No rastro do meu caminho
No brilho longo dos trilhos
Na correnteza do rio
Vou voltando pra você

Na resistência do tempo
No tempo que vou e espero
No braço, no pensamento
Vou voltando pra você

No raso da Catarina
Nas águas de Amaralina
Na calma da calmaria
Longe do mar da Bahia
Limite da minha vida
Vou voltando pra você

Vou voltando, como um dia
Realçavas a manhã
Entre avencas, verde-brisa
Tu de novo sorrirás

E eu te direi que um dia
As estrelas voltarão
Voltarão trazendo todos
Para a festa do lugar

Abre os olhos, mostra o riso
Quero, careço, preciso
De ver você se alegrar

Eu não estou indo-me embora
Estou só preparando a hora de voltar


© Editora Arlequim


NOTE:
É sobre querer voltar para Salvador.1 Quando compus os versos “no rastro do meu caminho/ no brilho longo dos trilhos/ na correnteza do rio/ vou voltando pra você”,2 eles ecoavam, para mim, a letra lusitana escrita para “Mãe Preta”, que é o “Barco negro”,3 que fala “no vento que lança areia nos vidros, na água que canta, no fogo mortiço, no calor do leito, nos barcos vazios, dentro do meu peito estás sempre comigo”.

1. Ver nota 8.
2. A canção recebeu, em 1966, o prêmio de melhor letra no Festival de Música Popular Brasileira, da tv Record, de São Paulo.
3. “Barco negro” é a versão do poeta português David Mourão-ferreira para a música de Caco Velho e Piratini.
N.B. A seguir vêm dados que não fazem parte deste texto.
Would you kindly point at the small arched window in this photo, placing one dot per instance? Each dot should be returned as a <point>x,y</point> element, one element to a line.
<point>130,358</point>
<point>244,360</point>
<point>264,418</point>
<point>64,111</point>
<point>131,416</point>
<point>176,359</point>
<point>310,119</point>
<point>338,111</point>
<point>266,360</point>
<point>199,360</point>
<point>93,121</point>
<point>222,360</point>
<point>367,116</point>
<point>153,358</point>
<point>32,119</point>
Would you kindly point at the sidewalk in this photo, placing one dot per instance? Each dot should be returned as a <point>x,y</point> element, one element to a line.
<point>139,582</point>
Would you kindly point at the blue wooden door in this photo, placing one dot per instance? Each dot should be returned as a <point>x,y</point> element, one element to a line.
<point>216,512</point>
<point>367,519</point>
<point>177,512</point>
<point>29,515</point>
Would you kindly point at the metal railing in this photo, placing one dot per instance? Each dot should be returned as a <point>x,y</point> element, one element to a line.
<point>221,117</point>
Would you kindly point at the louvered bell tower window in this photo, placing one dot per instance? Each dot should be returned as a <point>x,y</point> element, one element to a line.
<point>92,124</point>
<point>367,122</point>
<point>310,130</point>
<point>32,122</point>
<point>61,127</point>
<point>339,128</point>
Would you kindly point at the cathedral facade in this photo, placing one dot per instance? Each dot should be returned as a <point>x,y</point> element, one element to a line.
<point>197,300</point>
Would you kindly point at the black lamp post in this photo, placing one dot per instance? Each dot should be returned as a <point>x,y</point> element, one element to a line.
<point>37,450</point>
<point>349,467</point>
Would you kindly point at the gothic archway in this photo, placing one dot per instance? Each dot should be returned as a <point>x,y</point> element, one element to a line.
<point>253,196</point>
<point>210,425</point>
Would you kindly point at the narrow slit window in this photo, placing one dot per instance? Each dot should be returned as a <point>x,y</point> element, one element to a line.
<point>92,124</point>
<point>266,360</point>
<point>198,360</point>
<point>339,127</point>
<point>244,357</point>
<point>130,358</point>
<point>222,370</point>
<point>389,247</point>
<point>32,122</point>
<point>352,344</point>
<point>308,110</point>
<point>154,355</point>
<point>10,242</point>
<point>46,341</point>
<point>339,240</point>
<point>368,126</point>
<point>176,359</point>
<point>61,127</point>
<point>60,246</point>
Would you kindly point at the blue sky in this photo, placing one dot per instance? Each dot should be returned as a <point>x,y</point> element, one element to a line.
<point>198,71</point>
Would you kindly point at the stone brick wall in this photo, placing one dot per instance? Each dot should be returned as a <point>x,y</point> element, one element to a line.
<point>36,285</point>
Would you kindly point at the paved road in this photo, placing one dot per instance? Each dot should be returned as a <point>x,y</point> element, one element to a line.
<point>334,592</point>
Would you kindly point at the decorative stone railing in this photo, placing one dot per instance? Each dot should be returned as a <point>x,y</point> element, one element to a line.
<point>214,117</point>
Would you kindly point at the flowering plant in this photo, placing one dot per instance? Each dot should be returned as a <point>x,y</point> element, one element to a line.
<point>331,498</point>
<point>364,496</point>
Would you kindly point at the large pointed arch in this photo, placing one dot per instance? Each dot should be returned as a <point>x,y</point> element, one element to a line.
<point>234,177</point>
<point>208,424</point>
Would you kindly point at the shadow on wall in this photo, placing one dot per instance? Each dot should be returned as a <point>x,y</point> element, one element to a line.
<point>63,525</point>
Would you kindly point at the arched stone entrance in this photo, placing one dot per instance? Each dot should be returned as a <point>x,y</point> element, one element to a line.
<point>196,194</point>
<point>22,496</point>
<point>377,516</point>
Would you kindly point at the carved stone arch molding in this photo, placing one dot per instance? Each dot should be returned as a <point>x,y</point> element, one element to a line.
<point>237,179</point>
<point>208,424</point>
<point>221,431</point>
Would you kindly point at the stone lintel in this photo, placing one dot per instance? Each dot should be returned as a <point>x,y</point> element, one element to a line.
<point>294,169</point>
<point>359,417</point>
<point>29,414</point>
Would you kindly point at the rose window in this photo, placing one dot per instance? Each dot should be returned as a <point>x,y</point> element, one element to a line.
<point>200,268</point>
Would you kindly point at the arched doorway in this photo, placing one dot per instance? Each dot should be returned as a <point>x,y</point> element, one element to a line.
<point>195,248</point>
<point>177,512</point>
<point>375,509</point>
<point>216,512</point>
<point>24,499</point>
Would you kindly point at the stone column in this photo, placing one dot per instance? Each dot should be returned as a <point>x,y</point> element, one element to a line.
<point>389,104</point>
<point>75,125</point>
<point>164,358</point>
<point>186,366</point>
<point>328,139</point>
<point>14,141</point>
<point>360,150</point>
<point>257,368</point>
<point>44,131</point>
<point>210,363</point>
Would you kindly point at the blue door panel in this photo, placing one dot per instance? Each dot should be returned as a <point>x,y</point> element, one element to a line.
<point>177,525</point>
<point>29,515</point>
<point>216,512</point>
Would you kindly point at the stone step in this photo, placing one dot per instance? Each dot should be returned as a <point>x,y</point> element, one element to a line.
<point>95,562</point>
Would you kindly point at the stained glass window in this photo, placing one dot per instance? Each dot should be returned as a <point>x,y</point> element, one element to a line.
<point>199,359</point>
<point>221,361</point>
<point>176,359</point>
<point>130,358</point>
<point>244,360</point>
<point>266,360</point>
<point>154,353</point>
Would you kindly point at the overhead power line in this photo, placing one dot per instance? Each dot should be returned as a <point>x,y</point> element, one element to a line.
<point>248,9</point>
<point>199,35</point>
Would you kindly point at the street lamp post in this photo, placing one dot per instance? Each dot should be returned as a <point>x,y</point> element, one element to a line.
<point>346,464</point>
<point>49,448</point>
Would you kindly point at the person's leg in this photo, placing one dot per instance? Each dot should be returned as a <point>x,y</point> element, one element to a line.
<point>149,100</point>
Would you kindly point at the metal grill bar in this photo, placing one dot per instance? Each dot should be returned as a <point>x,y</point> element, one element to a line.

Apareceu pela primeira vez no filme Os amantes do Tejo, de Henri Verneuil, produção francesa rodada em Lisboa e Paris, com Daniel Gélin e Trevor Howard. No filme, Amália Rodrigues interpreta um pequeno papel e canta, além de “Barco negro”, “Canção do mar”
[Caetano Veloso, Sobre as letras, Editora Schwarcz, São Paulo, 2003]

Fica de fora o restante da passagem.